Our mistakes teach us things. And not just mechanical things like walking, or reading, or riding a bike, but big things. Really big things.

It is, at least in part, by making stupid, thoughtless, even cruel mistakes that we learn compassion for others. Those cringe-worthy mistakes we’ve all committed can help us understand when we witness another person acting their meanest, lowest self. Our mistakes teach us how to ask forgiveness, and to forgive others. How to break hearts, and survive a broken heart.

In fiction, of course, mistakes, shame, regrets, and the possibility of redemption… these are all great grist for the writing mill. And as they say, all writing is, to some extent, autobiography: I know a lot of authors who write about something they’d wish they’d done differently in life. They allow their characters to do it again, take another crack at it, change things, and have different results. It’s a cathartic, fictional, do-over.

A new take on that old miss-take.


This picture has nothing to do with this essay, but it's my niece Erendira Ibarra with her first magazine cover. Cool, huh? I'm very proud ;-)

5 comments:

Sophie Littlefield said...

great post. I have been learning that lesson over and over and it's not quite sticking yet, the let-people-make-their-own-mistakes lesson.
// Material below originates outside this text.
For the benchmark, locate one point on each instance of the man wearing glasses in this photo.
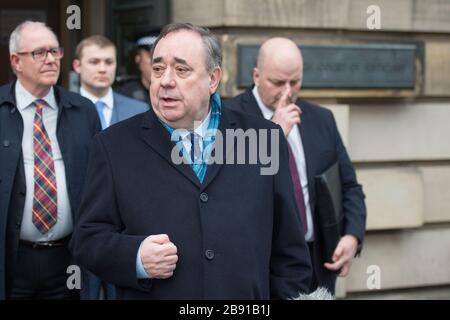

I always remember a therapist telling me I should do other people the *honor* of believing they can solve their own problems. Thanks for the reminder.

your niece is almost as pretty as you!

Gigi Pandian said...

I'm with you -- I can't imagine having done anything differently, regardless of how badly I screwed up at the time, because then I wouldn't have ended up where I am now!

Rachael Herron said...

I love that take, about watching a baby walk. Why don't I give myself permission to "not know" things when I don't? Thanks for the reminder.

And Erendira! GORGEOUS!

A. J. Larrieu said...

Great post! One of the things I love about writing is that nothing in my life feels wasted. All those mistakes and wrong turns are, as you put it so well, grist for the writing mill. It makes remembering my screw-ups less painful.

And CONGRATS to your niece. She's absolutely lovely!

Juliet Blackwell said...

Thanks for the nice niece comments! I'll pass 'em on ;-)
Yes, we do all need to give ourselves permission to screw up...and then to write about the screw-ups!